As three regional task forces prepare for final meetings to gauge the feasibility of the Florida Legislature’s multibillion dollar proposal to build 340 miles of toll roads by 2030, opponents say the state is hiding overwhelming public opposition to the plan.
According to an analysis of nearly 10,000 public comments by the No Roads to Ruin coalition gleaned from 15 months of review, more than 93 percent oppose the three proposed toll roads.
Lawmakers created the task forces in 2019 to study a proposed Multi-Use Corridors of Regional Economic Significance (M-CORES) plan to build a 150-mile Southwest-Central Florida Connector, a 40-mile Suncoast Connector linking the Florida Turnpike and I-75 with the Suncoast Parkway and a 150-mile Northern Turnpike Connector, which would extend the Suncoast Parkway to Georgia.
M-CORES would be funded with $1.1 billion in license plate tag revenue to finance a bond; estimates top $10 billion. Construction would begin in 2022 and end in 2030.
The 2019 bill allocated $45 million to study the proposal and authorized $90 million for M-CORES in this year’s budget, $135 million in fiscal year 2022 and $140 million annually through fiscal 2030.
That money is not assured, however. Funding must be approved annually. Task force recommendations, due Nov. 15, will be key in determining how, or if, M-CORES will be funded.
As task forces prepare for next week’s meetings, No Roads to Ruin criticized the Florida Department of Transportation for classifying comments by areas of interest – route alignment, hurricane evacuation, wetlands, wildlife impacts, costs, tourism, infrastructure and jobs – without an overall “for” and “against” tally.
“They might tell us they got X number of comments concerned about water quality or X number of comments concerned about wildlife,” Progress Florida Communications Specialist Jon Bleyer said. “But what they didn’t share was the sentiment of those comments. They never shared how many anti or pro comments were received.”
The coalition, which spans more than 110 organizations, filed multiple public-records requests with the FDOT to access all public comments and received 9,886 comments submitted between August 2019 and Oct. 7, 2020.
Bleyer said an “army of volunteers” examined the comments and determined 9,232 – 93.4% – opposed the projects, 379 were in favor and 275 were undecided.
The coalition sent FDOT Secretary Kevin Thibault a letter this week citing the overwhelming opposition and the absence of a “no build” option, even though the task forces requested one.
In the same statement in draft reports issued in late-September, all three task forces called for the FDOT “to consider a ‘no build’ alternative in future project development activities until a final recommendation about each specific project is made.”
“Because no-build is always an option, the department has only tracked topics mentioned at a very high level, not the sentiment of the comment,” FDOT Communications Director Beth Frady said in an email response shared by the coalition.

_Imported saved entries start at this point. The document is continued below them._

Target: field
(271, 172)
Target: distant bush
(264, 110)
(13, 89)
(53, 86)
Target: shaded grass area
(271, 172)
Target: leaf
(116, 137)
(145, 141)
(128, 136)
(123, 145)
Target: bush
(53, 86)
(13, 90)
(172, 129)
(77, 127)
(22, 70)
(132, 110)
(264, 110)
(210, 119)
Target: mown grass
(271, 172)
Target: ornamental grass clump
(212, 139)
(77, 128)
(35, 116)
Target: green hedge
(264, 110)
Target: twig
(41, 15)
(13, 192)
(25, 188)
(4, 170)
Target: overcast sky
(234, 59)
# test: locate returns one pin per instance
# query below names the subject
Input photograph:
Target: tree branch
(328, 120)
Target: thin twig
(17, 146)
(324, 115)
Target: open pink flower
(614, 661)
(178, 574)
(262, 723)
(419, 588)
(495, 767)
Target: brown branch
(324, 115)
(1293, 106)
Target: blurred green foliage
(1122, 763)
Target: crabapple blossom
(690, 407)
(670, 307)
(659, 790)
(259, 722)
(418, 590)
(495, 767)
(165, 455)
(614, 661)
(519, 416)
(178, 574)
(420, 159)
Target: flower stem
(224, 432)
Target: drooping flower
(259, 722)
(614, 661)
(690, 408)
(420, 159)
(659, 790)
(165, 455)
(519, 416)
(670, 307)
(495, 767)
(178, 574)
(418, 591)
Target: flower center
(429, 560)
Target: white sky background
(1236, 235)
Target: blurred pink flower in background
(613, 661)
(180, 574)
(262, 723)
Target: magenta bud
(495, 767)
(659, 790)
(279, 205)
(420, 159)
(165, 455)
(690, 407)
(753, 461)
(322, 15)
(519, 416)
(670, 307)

“Tracking it this way has allowed the department to ensure the topics mentioned by the public were discussed at task force meetings,” she said. “This means that, in the event the proposed corridors meet environmental and financial feasibility, the task forces have had the opportunity to consider all actionable feedback and input via multiple productive discussions.”
The task forces will hold virtual and in-person meetings and open houses next week.
The Southwest-Central Florida Corridor Task Force will meet Monday. An open house is scheduled for Tuesday at Charlotte Harbor Event and Conference Center in Punta Gorda.
The Suncoast Corridor Task Force will meet Tuesday, with a Thursday open house at Madison County Church of God in Madison.
The Northern Turnpike Corridor Task Force will meet Wednesday, with an open house Thursday at The Plantation on Crystal River.